Vucic, who was greeted by high church officials with a loaf of bread and a thimble of salt on his arrival at the Banjska monastery, has also sought to keep close ties with the Serbian Orthodox Church and is thought to be the main patron of Serb politicians serving in the Kosovo parliament.
But unlike Milosevic, who defied and fought the West during his rule, Vucic has cast himself as pro-Western, declaring a break with his radical past as Serbia tries to join the European Union.
Vucic, who has had almost unchallenged control of Serbia’s institutions and news media since his landslide victory in the presidential election in April, has been trying to convince Brussels that shedding his nationalist past is a sign that he is willing to make painful compromises.
Thus far, however, Serbia has refused to recognize Kosovo’s independence. And while it must show a track record of improved relations with its neighbor in order to join the bloc, the ties have soured in recent years.
In Serbia, the news media routinely lashes out against Albanians and Serbs who back any sort of compromise on Kosovo, using derogatory language to disseminate Vucic’s populist message against Kosovo’s independence, experts say.
“Kosovo, and Serbs in Kosovo, have always been the central part of a nationalist and populist rule in Serbia,” said Dragan Popovic, a political analyst who leads the Policy Institute, an independent think tank in Belgrade.
Vucic is no exception. If he wants to remain in power, Popovic said, he must keep Serbs in a constant state of fear, particularly in Kosovo, where he has tried to cast himself their protector and savior.
“That was the reason he went there immediately after the death of a politician whom he accused of being a traitor,” Popovic said.
After laying a wreath on the sidewalk where Ivanovic was killed, Vucic spoke with local leaders in Mitrovica and said that the murder had created an “awful atmosphere.”
He knew his message was not one that many in the crowd wanted to hear. “People are scared and feeling attacked,” he said. But he said it was better to allow the investigation into the killing to play out and for political leaders to talk than for “any bullets to fly.” At the same time, Vucic said the talks with Kosovo officials on normalizing relations would not resume in Brussels until the murder was solved.
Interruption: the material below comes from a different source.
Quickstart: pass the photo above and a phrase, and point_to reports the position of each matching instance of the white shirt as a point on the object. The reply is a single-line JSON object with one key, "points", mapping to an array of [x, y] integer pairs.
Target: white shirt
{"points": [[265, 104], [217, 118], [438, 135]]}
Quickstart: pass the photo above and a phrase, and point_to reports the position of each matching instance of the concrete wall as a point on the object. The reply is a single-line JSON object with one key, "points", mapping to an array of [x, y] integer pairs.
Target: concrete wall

Solving the crime under normal circumstances would be challenging. The shooter fled in a car that was later found to have been burned almost beyond recognition — probably destroying any forensic evidence — and there are few promising clues.
And the situation in Kosovo complicates matters. In a statement issued just hours after Vucic’s travel plans were announced, the U.S. ambassador in Kosovo, Greg Delawie, warned that “no one should take advantage of this crime for political ends.”
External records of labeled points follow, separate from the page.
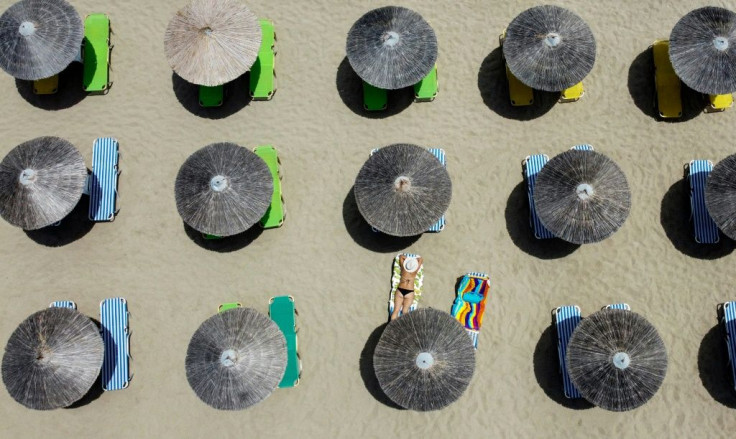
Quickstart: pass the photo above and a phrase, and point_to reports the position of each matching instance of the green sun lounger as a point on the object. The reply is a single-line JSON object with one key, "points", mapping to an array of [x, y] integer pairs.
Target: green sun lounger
{"points": [[263, 73], [276, 213], [374, 98], [282, 311], [211, 96], [96, 53], [426, 89]]}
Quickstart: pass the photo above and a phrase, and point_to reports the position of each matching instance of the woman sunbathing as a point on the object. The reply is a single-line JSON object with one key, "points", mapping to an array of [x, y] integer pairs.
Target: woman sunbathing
{"points": [[404, 296]]}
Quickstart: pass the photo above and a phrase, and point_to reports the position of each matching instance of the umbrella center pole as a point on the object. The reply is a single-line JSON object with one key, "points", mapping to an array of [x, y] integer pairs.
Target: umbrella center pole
{"points": [[27, 28], [552, 39], [584, 191], [621, 360], [28, 176], [390, 38], [219, 183], [720, 43], [228, 358], [425, 360], [402, 184]]}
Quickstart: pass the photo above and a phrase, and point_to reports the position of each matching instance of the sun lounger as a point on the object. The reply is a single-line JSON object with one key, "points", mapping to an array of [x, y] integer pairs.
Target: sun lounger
{"points": [[63, 304], [263, 73], [211, 96], [728, 311], [720, 103], [96, 53], [227, 306], [706, 231], [667, 83], [46, 86], [470, 302], [103, 181], [532, 165], [396, 277], [282, 311], [116, 335], [520, 94], [623, 306], [566, 319], [276, 213], [426, 89], [572, 94], [374, 98]]}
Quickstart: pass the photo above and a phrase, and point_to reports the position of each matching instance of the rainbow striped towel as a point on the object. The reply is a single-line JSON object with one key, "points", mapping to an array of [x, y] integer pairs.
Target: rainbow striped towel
{"points": [[396, 277], [470, 302]]}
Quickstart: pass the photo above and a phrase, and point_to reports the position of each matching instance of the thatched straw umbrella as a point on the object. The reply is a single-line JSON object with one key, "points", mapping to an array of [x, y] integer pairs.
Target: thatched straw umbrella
{"points": [[223, 189], [582, 196], [424, 360], [616, 359], [549, 48], [703, 50], [720, 195], [402, 190], [39, 38], [391, 47], [41, 181], [211, 42], [236, 359], [52, 359]]}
He also warned the leaders of Kosovo — a country of 1.8 million people, predominantly ethnic Albanians — that it would be a mistake to pass a law suspending a war crimes court responsible for prosecuting former members of a Kosovo Albanian guerrilla group for atrocities during the war of independence.
In his visit to Kosovo over the weekend, Vucic was met by skeptical and tense crowds. “President, help us all!” one person shouted. “We are all targeted, we are guilty of being Serbs.”
“Please, can you guarantee safety on our own land?” another yelled.
Vucic’s critics accuse him of stoking those fears because they are politically useful, but he has also been trying to keep them in check. While Vucic called on authorities in the Kosovar capital, Pristina, to properly investigate the murder, he said the government in Belgrade was looking into ways to strengthen defenses of Serbs in Kosovo, including from threats originating in their own community — a bitter complaint that Ivanovic voiced as people’s main concern in Mitrovica and around the north.
“What’s most important for us is to come up with additional mechanisms to fight crime and corruption within our own ranks,” Vucic said.
But, no matter what, he said, “we will protect the Serbs.”